First, a bit of theory. We’re going to see how close to perfect “random” is the output of Snake. Perfect randomness is achieved when it is impossible to predict which letter comes next even if you know all the letters that come before it. This implies two things, at least:
- All letters appear with the same frequency.
- Any letter is as likely as any other to come after a certain letter, not just immediately after, but with some distance between them as well.
The independence property defined in the second point must also hold for groups of three, four, and more letters, but we’ll stop at two to avoid making things too complicated. A relatively easy way to measure two-letter independence is through the two-parameter chi-squared statistic of two letters separated by a given distance, defined by this function. When the value drops below 671, which is typical of truly random text with 26 different letters, we can assume that statistical independence has been reached. Applied to English text (I used a corpus of Dickens’s novels), this happens for letters separated by 10 positions or more. This is likely to be different for other languages, especially if they use a lot of compound letter groups such as the English ch, sh, th, and qu, though probably not by a lot.
The same test applied to the output of FibonaRNG or Snake (using 3 pieces of keytext), yields statistical independence for letters separated one (contiguous) or more spaces, so long as the pieces of keytext are themselves independent of each other (easy to achieve if the plaintext is longer than 10 characters). So the question remains whether letter frequency is uniform.

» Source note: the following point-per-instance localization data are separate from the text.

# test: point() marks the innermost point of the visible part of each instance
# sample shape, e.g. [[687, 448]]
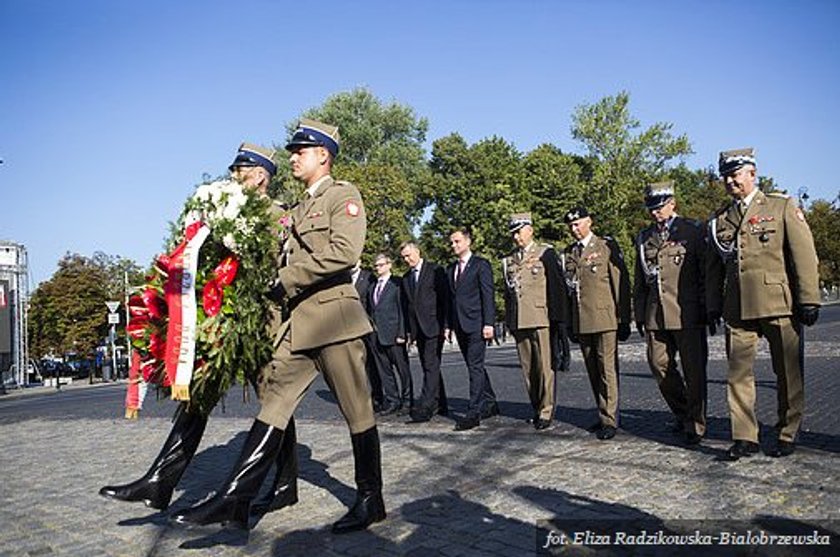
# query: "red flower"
[[154, 303], [226, 270]]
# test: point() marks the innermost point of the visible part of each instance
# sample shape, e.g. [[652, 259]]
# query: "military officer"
[[670, 307], [322, 332], [534, 297], [763, 280], [598, 314], [253, 167]]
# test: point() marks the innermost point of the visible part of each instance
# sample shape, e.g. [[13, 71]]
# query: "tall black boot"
[[369, 506], [283, 492], [156, 486], [231, 505]]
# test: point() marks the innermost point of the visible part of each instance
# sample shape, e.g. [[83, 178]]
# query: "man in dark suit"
[[425, 294], [362, 280], [472, 313], [386, 310]]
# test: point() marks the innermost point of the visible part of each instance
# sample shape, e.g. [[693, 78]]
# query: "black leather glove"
[[623, 331], [277, 293], [712, 328], [808, 315]]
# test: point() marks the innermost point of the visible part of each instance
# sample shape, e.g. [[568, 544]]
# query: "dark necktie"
[[378, 291]]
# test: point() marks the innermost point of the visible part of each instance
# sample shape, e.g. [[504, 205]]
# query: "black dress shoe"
[[783, 448], [606, 432], [742, 449], [540, 424], [490, 410], [389, 409], [692, 438], [468, 422], [420, 416], [594, 427]]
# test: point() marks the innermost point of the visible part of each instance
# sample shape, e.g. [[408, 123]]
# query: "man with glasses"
[[599, 311], [670, 307], [425, 291], [386, 309], [763, 280]]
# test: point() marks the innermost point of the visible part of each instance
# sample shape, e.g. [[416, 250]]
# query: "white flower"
[[203, 192], [230, 242]]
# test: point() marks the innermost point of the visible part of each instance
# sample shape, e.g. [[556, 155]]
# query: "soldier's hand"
[[641, 328], [623, 331], [277, 293], [712, 328], [808, 315]]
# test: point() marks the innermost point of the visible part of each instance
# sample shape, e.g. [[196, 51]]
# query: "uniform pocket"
[[778, 283]]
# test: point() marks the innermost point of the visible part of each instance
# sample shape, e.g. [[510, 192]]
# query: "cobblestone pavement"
[[474, 493]]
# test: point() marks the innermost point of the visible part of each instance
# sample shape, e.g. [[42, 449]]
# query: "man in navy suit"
[[386, 310], [425, 295], [472, 314]]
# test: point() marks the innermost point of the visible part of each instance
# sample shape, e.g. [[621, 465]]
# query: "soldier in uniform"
[[763, 281], [670, 307], [253, 167], [534, 297], [598, 314], [322, 331]]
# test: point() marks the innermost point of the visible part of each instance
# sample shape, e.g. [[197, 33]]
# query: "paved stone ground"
[[475, 493]]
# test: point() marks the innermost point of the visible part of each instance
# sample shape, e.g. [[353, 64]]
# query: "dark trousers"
[[372, 370], [433, 394], [388, 358], [473, 348]]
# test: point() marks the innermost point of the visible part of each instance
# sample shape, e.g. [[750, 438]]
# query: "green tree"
[[553, 182], [824, 219], [477, 187], [625, 159], [67, 313]]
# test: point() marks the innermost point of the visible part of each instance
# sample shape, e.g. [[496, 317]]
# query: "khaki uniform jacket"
[[533, 287], [762, 265], [669, 284], [599, 286], [326, 239]]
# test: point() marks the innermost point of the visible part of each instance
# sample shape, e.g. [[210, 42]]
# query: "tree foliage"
[[67, 313], [824, 219], [625, 159]]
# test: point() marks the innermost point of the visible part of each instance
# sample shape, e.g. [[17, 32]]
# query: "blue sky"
[[111, 111]]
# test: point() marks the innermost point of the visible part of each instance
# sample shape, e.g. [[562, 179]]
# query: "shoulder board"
[[693, 222], [777, 196]]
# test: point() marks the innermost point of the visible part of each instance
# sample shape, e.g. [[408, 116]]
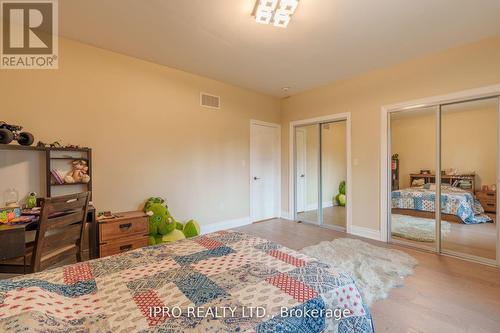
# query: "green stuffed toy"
[[341, 198], [163, 227]]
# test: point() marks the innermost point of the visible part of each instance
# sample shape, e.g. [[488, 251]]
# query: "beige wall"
[[468, 143], [148, 133], [471, 66]]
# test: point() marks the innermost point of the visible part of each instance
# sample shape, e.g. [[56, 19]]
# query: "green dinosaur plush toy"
[[341, 198], [162, 225]]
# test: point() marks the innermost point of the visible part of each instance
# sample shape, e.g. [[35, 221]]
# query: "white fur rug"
[[376, 270]]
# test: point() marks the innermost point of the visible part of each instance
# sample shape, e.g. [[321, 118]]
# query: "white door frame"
[[277, 194], [291, 158], [385, 159], [305, 161]]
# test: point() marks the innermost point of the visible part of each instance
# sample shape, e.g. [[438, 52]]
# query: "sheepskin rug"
[[375, 269]]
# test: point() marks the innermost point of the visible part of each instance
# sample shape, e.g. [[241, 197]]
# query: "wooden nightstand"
[[488, 200], [129, 231]]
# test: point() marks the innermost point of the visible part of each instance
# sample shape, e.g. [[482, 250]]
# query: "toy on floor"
[[163, 227], [341, 198]]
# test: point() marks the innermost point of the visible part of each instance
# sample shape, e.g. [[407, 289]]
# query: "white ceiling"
[[326, 40]]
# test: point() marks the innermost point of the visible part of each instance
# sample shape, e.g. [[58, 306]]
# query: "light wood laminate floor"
[[444, 295]]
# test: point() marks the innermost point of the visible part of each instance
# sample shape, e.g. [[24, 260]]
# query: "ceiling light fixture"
[[277, 12]]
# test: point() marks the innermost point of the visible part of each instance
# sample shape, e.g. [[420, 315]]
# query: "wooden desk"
[[13, 238]]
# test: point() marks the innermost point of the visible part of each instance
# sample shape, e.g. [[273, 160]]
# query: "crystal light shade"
[[277, 12]]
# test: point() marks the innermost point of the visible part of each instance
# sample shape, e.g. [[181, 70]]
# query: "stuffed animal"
[[79, 173], [163, 227], [341, 198]]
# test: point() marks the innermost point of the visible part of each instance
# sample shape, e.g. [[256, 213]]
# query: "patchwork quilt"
[[221, 282], [454, 201]]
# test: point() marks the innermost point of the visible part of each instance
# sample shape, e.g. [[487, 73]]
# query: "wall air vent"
[[209, 101]]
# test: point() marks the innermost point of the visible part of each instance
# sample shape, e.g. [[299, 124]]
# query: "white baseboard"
[[223, 225], [314, 206], [365, 232], [286, 215]]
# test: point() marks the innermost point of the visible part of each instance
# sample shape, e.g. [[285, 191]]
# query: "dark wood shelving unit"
[[91, 218]]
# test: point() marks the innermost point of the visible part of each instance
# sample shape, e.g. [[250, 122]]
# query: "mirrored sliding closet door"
[[307, 173], [413, 163], [321, 173], [443, 178], [469, 178]]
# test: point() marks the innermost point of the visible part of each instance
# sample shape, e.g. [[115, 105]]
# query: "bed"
[[457, 205], [224, 275]]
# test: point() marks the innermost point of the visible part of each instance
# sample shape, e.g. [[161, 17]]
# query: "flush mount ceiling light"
[[277, 12]]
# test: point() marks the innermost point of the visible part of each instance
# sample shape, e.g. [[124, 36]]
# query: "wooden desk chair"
[[58, 236]]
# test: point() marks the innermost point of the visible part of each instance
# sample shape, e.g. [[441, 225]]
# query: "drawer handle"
[[125, 248], [125, 225]]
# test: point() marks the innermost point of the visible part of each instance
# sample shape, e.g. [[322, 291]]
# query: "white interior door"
[[301, 170], [265, 155]]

As expected, the result is not very uniform for sums of two, but it gets progressively better as you increase the number of letters involved. When you reach four letters, which is what TripleText and Snake with a triple keytext use (three for the keytext, plus the plaintext), you get this distribution of frequencies:
Observe that all the frequencies are already quite close to 1/26 = 0.03846, which is what you’d get if all the letters came up with exactly the same probability. As you add more pieces of text, the frequencies get closer and closer to this number, but they never become quite exactly that because they are still the combination of frequencies that are not equally probable, no matter how many texts are involved. In any case, just three pieces of keytext plus plaintext get so close to the distribution of random letters, that it is impossible in practice to say it isn’t random.
If the ciphertext were thousands of characters long, it might be possible to work out the statistics for each letter A to Z and discover the telltale frequency distribution resulting from four independent pieces of English added together (shown above), for whatever that might be worth because that by itself gives no clue as to what was the source of the keytext. But it is unlikely that anyone will use paper and pencil encryption for more than a couple hundred characters, in which case the small sample size will make it impossible to see these statistics (the differences in frequency shown above are typically less than one in a thousand). The same would happen with a truly random text, which might end up showing more deviation from the ideal 1/26 frequency than an encrypted text.
So, say that I’m a spy, and I wonder whether Snake is a good substitute for a true one-time pad. I’d say it is, but I still have to be careful about not making the source for the keytext easy to guess. If I use a widely available book, like the Bible, then the enemy might guess it. If I use a very rare source, say, the book of my award-winning poems (assuming it exists), then someone could sneak into my house, make a record of all the books in my library, and figure out that this might be the one. The best solution is likely to be in-between: neither a must-have book, nor something so obscure that its mere presence gives it away. Maybe some recent best-seller, or a textbook, or an old classic.
So now I don’t have one-time pads lying around that might give me away and, better yet, it was very cheap to replace them. Soviet one-time pads used to require a small army of women typing more or less randomly on a small army of typewriters. Had they had access to the Snake cipher, they might have placed those daughters of the Motherland in more interesting spying jobs. We can only guess what night have happened.